CMS guidance in August 2021 stated that returned mail alone was not reason enough to disenroll Medicaid beneficiaries during a public health emergency. But if CMS had issued a written version of the standard to which it was holding Idaho — in which disenrollments would be justified only if the state made contact with the enrollee — Medicaid consumer advocates and other specialists said they were unaware of it.
CMS declined to answer several questions about the Idaho situation. “CMS is committed to working with states to ensure continuity of coverage for eligible individuals, including those for whom the Medicaid agency receives returned mail,” Bruce Alexander, director of CMS’ office of communications, said in a written statement to KHN.
According to the batch of emails obtained by KHN, Idaho in March 2022 did change the state’s procedures after discussions with CMS. By July, the state Medicaid agency had reinstated benefits for 6,400 people the state couldn’t get hold of.
In one of the emails the Idaho Medicaid agency sent to CMS last July, the state said it was reviewing the extent to which it needed to pay medical bills the program had originally rejected.
The inability to reach Medicaid enrollees has been a long-standing problem. The paperwork that agencies send people to fill out often goes unreturned. Some ends up at the wrong address. Up-to-date phone numbers or email addresses may not be available to state and county workers.
“In a perfect situation, a member responds to give you their current address, a phone number, an email address, etc.,” said Jack Rollins, director of federal policy for the National Association of Medicaid Directors. “But that is not the case for a lot of situations.”
And that’s bound to become a larger problem, consumer advocates say after the pandemic-era enrollment mandate ends this spring. On Jan. 27, CMS detailed to health agencies in all states the minimum they’ll need to do to reach a Medicaid recipient who hasn’t responded to a mailed form: Before ending benefits, a state must try to obtain up-to-date contact information and attempt to reach the person through at least two means, such as by mail, phone, email or text message, if those means are available.

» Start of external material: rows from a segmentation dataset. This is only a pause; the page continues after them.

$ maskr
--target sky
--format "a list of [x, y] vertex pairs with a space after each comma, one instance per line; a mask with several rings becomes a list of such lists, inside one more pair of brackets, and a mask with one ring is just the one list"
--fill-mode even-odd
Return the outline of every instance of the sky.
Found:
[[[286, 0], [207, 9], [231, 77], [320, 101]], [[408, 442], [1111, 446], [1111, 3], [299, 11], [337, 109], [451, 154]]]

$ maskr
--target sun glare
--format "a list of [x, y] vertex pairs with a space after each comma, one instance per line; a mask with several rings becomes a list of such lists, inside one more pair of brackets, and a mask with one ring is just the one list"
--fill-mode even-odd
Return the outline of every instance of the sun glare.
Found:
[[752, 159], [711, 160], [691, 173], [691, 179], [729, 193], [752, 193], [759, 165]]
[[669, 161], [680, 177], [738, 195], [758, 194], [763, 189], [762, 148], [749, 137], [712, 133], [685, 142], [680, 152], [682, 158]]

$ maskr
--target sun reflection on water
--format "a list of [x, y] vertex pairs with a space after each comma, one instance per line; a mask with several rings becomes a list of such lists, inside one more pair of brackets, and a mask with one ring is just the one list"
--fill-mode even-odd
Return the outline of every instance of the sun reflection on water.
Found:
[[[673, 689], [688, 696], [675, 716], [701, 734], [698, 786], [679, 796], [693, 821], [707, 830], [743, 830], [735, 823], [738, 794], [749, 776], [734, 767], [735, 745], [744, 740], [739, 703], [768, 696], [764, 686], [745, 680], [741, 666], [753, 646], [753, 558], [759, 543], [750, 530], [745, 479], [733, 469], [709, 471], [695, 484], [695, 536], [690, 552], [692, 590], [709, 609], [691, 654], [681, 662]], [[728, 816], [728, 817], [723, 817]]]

Still, “there’s just a lot of variation in terms of what that could look like,” said Farah Erzouki, a senior health policy analyst for the Center on Budget and Policy Priorities, a think tank in Washington, D.C.
If any state isn’t following the rules, Georgetown University’s Brooks said, it can take months to fix the problems — all while people’s benefits hang in the balance. “This is what we want to avoid,” Brooks said. “We don’t need to spend the next three years after the unwinding trying to get people back on who should not have been disenrolled.”